2. Calculation Errors: Small Mistakes, Big Impact
Calculation errors are often subtle but can significantly distort results.
Typical issues include:
- Hardcoding numbers within formulas
- Linking formulas to incorrect cells
- Misusing IRR vs XIRR or NPV vs XNPV
AI-generated models are particularly prone to hardcoding, which reduces flexibility and transparency.
How to fix it:
- Always separate inputs from calculations
- Trace formula dependencies
- Stress test the model (e.g., 0% rent, 100% vacancy)
- Investigate errors like
#DIV/0!to understand model limitations
If you don’t know when your model breaks, you don’t fully understand it.

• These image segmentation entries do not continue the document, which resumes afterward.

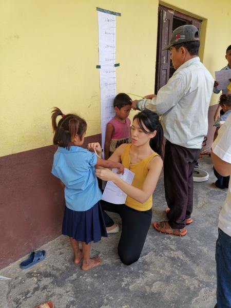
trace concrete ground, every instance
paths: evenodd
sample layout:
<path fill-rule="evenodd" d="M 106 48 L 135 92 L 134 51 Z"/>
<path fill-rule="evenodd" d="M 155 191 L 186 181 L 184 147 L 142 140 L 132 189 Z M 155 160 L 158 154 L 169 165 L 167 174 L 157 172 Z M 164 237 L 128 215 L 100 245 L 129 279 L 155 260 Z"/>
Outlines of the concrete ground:
<path fill-rule="evenodd" d="M 22 259 L 0 271 L 0 306 L 33 308 L 49 299 L 56 308 L 213 308 L 216 303 L 215 243 L 219 212 L 227 189 L 215 188 L 209 157 L 199 166 L 209 173 L 195 183 L 194 222 L 180 238 L 157 232 L 151 225 L 140 260 L 130 266 L 117 253 L 120 233 L 92 246 L 102 265 L 83 272 L 72 262 L 69 240 L 60 236 L 44 245 L 46 259 L 22 270 Z M 153 198 L 152 221 L 165 219 L 161 177 Z M 112 216 L 121 225 L 119 217 Z M 25 259 L 25 258 L 24 258 Z"/>

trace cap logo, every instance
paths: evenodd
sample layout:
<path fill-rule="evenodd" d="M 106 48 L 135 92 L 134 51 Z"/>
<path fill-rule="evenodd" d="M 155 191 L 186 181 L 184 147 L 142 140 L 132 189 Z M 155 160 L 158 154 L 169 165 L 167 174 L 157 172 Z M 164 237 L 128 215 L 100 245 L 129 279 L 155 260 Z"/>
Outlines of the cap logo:
<path fill-rule="evenodd" d="M 185 38 L 184 34 L 176 34 L 175 41 L 177 42 L 178 40 L 184 40 L 184 38 Z"/>

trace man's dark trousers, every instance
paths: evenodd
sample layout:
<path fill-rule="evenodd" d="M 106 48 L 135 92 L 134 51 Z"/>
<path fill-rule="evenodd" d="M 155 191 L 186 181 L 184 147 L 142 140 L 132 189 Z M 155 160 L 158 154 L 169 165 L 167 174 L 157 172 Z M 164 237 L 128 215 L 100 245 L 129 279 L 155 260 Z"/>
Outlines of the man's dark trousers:
<path fill-rule="evenodd" d="M 199 149 L 190 149 L 167 140 L 164 153 L 165 199 L 170 211 L 168 223 L 174 229 L 185 226 L 193 206 L 193 171 Z"/>

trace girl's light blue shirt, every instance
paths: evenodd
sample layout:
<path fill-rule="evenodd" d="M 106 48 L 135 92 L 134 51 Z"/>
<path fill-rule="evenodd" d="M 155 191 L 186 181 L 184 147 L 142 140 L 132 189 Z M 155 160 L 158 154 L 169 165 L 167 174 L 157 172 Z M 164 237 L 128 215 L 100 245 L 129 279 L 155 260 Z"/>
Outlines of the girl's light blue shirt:
<path fill-rule="evenodd" d="M 51 173 L 65 185 L 66 205 L 73 210 L 87 210 L 101 200 L 102 193 L 94 171 L 97 157 L 79 146 L 59 147 Z"/>

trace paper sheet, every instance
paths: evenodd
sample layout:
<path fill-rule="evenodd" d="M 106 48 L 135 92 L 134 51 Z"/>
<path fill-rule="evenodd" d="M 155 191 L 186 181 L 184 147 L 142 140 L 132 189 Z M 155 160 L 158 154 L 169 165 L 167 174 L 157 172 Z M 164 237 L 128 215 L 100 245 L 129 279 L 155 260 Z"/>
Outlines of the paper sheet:
<path fill-rule="evenodd" d="M 215 72 L 216 81 L 219 84 L 217 86 L 218 90 L 226 89 L 230 83 L 231 78 L 231 69 L 224 69 Z"/>
<path fill-rule="evenodd" d="M 117 169 L 112 169 L 114 173 L 117 172 Z M 117 175 L 124 181 L 131 184 L 134 174 L 126 168 L 124 168 L 124 173 L 122 175 Z M 102 199 L 114 204 L 123 204 L 125 203 L 127 194 L 121 190 L 113 182 L 108 181 L 104 189 Z"/>
<path fill-rule="evenodd" d="M 116 95 L 116 16 L 98 11 L 102 145 L 107 123 L 114 116 L 113 101 Z M 103 157 L 104 152 L 103 152 Z"/>
<path fill-rule="evenodd" d="M 0 279 L 3 280 L 9 280 L 11 278 L 9 278 L 9 277 L 6 277 L 5 276 L 0 276 Z"/>

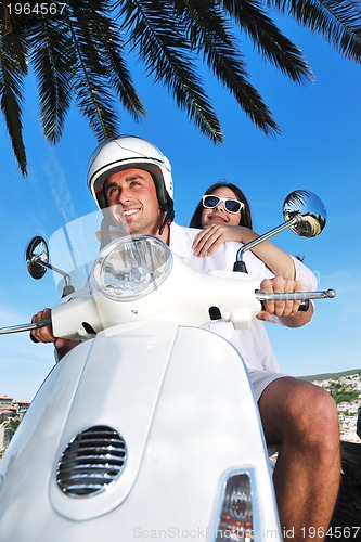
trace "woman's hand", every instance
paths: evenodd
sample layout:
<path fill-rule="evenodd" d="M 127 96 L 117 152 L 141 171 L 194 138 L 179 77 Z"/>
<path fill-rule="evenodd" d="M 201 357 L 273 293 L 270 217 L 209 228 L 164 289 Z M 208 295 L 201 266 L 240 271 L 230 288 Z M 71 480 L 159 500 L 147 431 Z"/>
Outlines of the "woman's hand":
<path fill-rule="evenodd" d="M 243 225 L 211 224 L 199 232 L 193 241 L 194 255 L 203 258 L 211 256 L 219 246 L 227 241 L 244 243 L 245 231 Z M 250 230 L 248 230 L 250 232 Z"/>
<path fill-rule="evenodd" d="M 302 292 L 305 288 L 299 281 L 295 281 L 294 279 L 274 276 L 273 279 L 265 279 L 259 289 L 268 294 L 283 294 L 285 292 Z M 308 310 L 304 312 L 298 311 L 299 304 L 300 300 L 263 301 L 263 310 L 257 314 L 257 318 L 258 320 L 272 322 L 272 314 L 274 314 L 287 327 L 300 327 L 311 320 L 313 306 L 310 304 Z"/>

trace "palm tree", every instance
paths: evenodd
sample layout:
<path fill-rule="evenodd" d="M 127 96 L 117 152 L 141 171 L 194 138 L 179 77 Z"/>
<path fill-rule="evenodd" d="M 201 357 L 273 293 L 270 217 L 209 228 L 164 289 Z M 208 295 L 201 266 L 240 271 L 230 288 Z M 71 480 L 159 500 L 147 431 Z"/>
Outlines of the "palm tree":
<path fill-rule="evenodd" d="M 145 73 L 175 95 L 212 141 L 222 131 L 197 69 L 207 64 L 250 120 L 266 134 L 280 128 L 250 83 L 240 42 L 243 31 L 258 52 L 294 81 L 312 79 L 300 50 L 268 15 L 274 10 L 321 34 L 341 54 L 361 61 L 361 12 L 348 0 L 38 0 L 1 2 L 0 104 L 23 175 L 24 83 L 29 67 L 39 90 L 48 141 L 62 137 L 73 100 L 98 140 L 119 133 L 118 104 L 134 119 L 145 111 L 127 64 L 129 51 Z"/>

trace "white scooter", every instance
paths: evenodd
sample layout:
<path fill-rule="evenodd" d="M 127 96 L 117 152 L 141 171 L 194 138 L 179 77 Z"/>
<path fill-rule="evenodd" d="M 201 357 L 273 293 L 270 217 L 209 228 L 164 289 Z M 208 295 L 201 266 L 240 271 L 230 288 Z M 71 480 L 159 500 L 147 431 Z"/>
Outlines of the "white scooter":
<path fill-rule="evenodd" d="M 322 202 L 304 191 L 284 216 L 257 242 L 325 223 Z M 27 249 L 34 278 L 51 268 L 65 286 L 54 335 L 83 340 L 48 375 L 0 462 L 0 542 L 282 540 L 247 370 L 199 327 L 210 318 L 247 326 L 265 299 L 259 284 L 245 272 L 197 273 L 146 235 L 99 254 L 99 224 L 96 212 L 57 231 L 51 263 L 41 237 Z"/>

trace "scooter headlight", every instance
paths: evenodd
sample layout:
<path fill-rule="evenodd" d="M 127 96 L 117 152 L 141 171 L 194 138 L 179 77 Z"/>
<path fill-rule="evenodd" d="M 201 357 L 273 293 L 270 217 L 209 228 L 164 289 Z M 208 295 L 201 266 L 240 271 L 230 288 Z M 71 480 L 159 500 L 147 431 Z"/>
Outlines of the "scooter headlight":
<path fill-rule="evenodd" d="M 146 296 L 167 279 L 172 254 L 163 241 L 151 235 L 113 241 L 94 266 L 94 284 L 115 301 Z"/>

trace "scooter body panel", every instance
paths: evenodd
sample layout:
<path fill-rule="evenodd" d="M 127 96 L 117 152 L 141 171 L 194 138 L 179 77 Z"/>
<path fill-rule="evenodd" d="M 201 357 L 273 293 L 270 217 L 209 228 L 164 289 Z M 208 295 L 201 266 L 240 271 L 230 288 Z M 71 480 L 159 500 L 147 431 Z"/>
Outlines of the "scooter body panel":
<path fill-rule="evenodd" d="M 103 493 L 69 498 L 56 482 L 59 461 L 72 439 L 99 425 L 124 437 L 125 468 Z M 199 328 L 115 326 L 54 367 L 0 462 L 0 541 L 216 540 L 224 479 L 238 469 L 255 478 L 255 528 L 279 539 L 238 353 Z"/>

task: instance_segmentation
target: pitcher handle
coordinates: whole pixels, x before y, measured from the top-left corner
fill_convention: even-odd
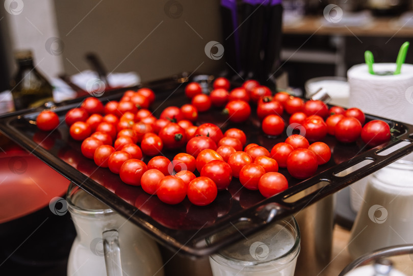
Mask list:
[[[105,263],[108,276],[122,276],[119,234],[116,230],[108,230],[102,233],[105,253]]]

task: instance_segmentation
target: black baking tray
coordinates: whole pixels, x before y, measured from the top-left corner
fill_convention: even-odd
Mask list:
[[[181,106],[189,102],[184,93],[185,83],[175,82],[172,86],[169,83],[168,89],[158,86],[154,89],[157,99],[151,110],[156,116],[167,106]],[[119,99],[124,90],[112,91],[100,99],[104,103]],[[179,204],[168,205],[156,196],[146,193],[140,187],[125,184],[117,174],[107,168],[98,167],[93,160],[82,156],[81,143],[71,138],[68,128],[64,122],[66,112],[79,106],[82,99],[65,102],[54,108],[63,122],[52,132],[40,131],[34,123],[39,110],[2,116],[0,130],[159,241],[176,252],[193,257],[215,253],[273,221],[299,212],[413,151],[413,126],[366,115],[367,121],[380,119],[388,122],[391,127],[398,131],[397,136],[388,143],[371,149],[367,148],[361,139],[344,144],[327,136],[323,141],[331,148],[330,160],[319,166],[316,175],[305,180],[294,179],[287,169],[280,169],[279,171],[289,181],[289,188],[270,198],[265,198],[258,191],[243,188],[238,180],[234,179],[228,189],[219,192],[216,199],[209,206],[195,206],[188,198]],[[250,118],[243,123],[227,121],[221,111],[221,109],[213,108],[208,112],[200,113],[197,124],[213,122],[219,126],[223,132],[230,128],[241,129],[247,136],[247,143],[256,143],[269,150],[286,138],[285,131],[276,138],[266,136],[261,130],[253,106]],[[288,122],[288,115],[285,112],[283,116]],[[163,153],[171,160],[180,151]],[[144,160],[147,162],[149,159],[145,157]],[[350,167],[353,169],[349,169]],[[348,173],[351,170],[353,171]],[[212,244],[205,244],[206,237],[228,228],[233,230],[228,232],[230,235]]]

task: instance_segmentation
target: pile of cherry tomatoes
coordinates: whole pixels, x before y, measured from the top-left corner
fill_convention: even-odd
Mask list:
[[[198,206],[214,201],[233,177],[247,189],[259,190],[269,197],[288,187],[286,177],[278,172],[279,167],[287,168],[297,179],[311,177],[331,157],[329,147],[321,141],[327,134],[343,143],[353,142],[361,136],[369,146],[391,138],[390,129],[384,121],[371,121],[363,127],[365,115],[357,108],[329,110],[322,102],[304,102],[286,92],[273,96],[268,87],[253,80],[230,92],[230,87],[226,79],[218,78],[206,95],[198,83],[190,83],[185,94],[191,104],[168,107],[159,118],[148,109],[155,100],[155,94],[148,88],[127,91],[119,102],[105,105],[90,97],[69,110],[65,121],[72,138],[82,141],[83,155],[119,174],[125,183],[140,185],[165,203],[176,204],[188,196]],[[246,136],[240,129],[223,133],[213,123],[194,125],[198,112],[206,112],[213,105],[223,107],[228,120],[244,122],[251,115],[251,102],[256,105],[263,132],[270,137],[285,131],[283,112],[291,114],[288,137],[270,150],[256,144],[246,145]],[[58,115],[49,110],[41,112],[36,121],[44,131],[60,123]],[[185,152],[172,160],[162,154],[178,148],[185,148]],[[143,155],[153,157],[146,164],[142,161]],[[194,173],[195,170],[199,177]]]

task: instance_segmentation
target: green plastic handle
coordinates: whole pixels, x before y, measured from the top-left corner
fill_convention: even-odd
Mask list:
[[[374,58],[373,57],[373,53],[369,51],[364,52],[364,59],[366,60],[366,64],[367,64],[369,72],[372,75],[375,74],[374,71],[373,70],[373,64],[374,63]]]
[[[407,54],[407,49],[409,48],[410,43],[408,41],[406,41],[403,43],[399,50],[399,54],[397,55],[397,59],[396,60],[396,70],[394,74],[395,75],[400,73],[401,71],[401,66],[404,61],[406,60],[406,55]]]

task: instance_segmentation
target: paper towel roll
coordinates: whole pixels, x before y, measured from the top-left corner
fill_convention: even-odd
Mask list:
[[[394,71],[395,63],[375,63],[375,72]],[[397,75],[372,75],[366,64],[347,71],[349,105],[364,112],[413,124],[413,65],[403,64]]]

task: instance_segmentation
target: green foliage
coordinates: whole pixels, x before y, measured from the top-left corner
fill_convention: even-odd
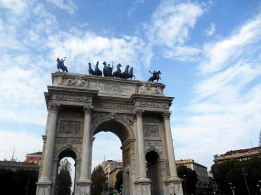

3. Not Following Best Practices
Best practices are not just about aesthetics—they directly impact model reliability.
Common issues include:
- Lack of clear input/output separation
- No colour coding for inputs
- Overly complex, multi-line formulas
These make models difficult to audit and prone to misuse.
How to fix it:
- Clearly distinguish inputs, calculations, and outputs
- Use consistent colour coding
- Keep formulas simple and transparent
- Design models so a third party can easily understand them
A well-structured model should be intuitive and self-explanatory.
4. Poor Assumptions: Garbage In, Garbage Out
Even a technically perfect model fails if the inputs are unrealistic.
Examples include:
- Overly optimistic rental growth assumptions
- Ignoring lease-up periods or vacancy
- Assuming immediate full occupancy
- Using unsupported yield assumptions
How to fix it:
- Base inputs on market data and comparable transactions
- Document and justify every key assumption
- Ensure assumptions can withstand scrutiny from investors or lenders
If you can’t defend an assumption, it shouldn’t be in the model.
5. Inadequate Sensitivity and Scenario Analysis
A model without proper risk analysis provides a false sense of confidence.
Common mistakes:
- No downside scenario
- Testing irrelevant variables
- Overloading the model with unnecessary data tables
- Scenarios that all show positive outcomes
How to fix it:
- Focus on 2–3 key drivers (e.g., rent, yield, cost overruns)
- Build targeted sensitivity tables
- Include at least one scenario where the deal fails
- Analyse when and why equity is at risk
The key question is not just what works, but what breaks the deal.
Final Thoughts
A financial model should not be a tool for discovery—it should be a structured representation of logic you already understand.
To build robust models:
- Start with strong theoretical foundations
- Be disciplined with structure and best practices
- Use realistic, defensible assumptions
- Always test for downside risk
In an era where AI can build models quickly, the real value lies in knowing how to challenge, validate, and refine them.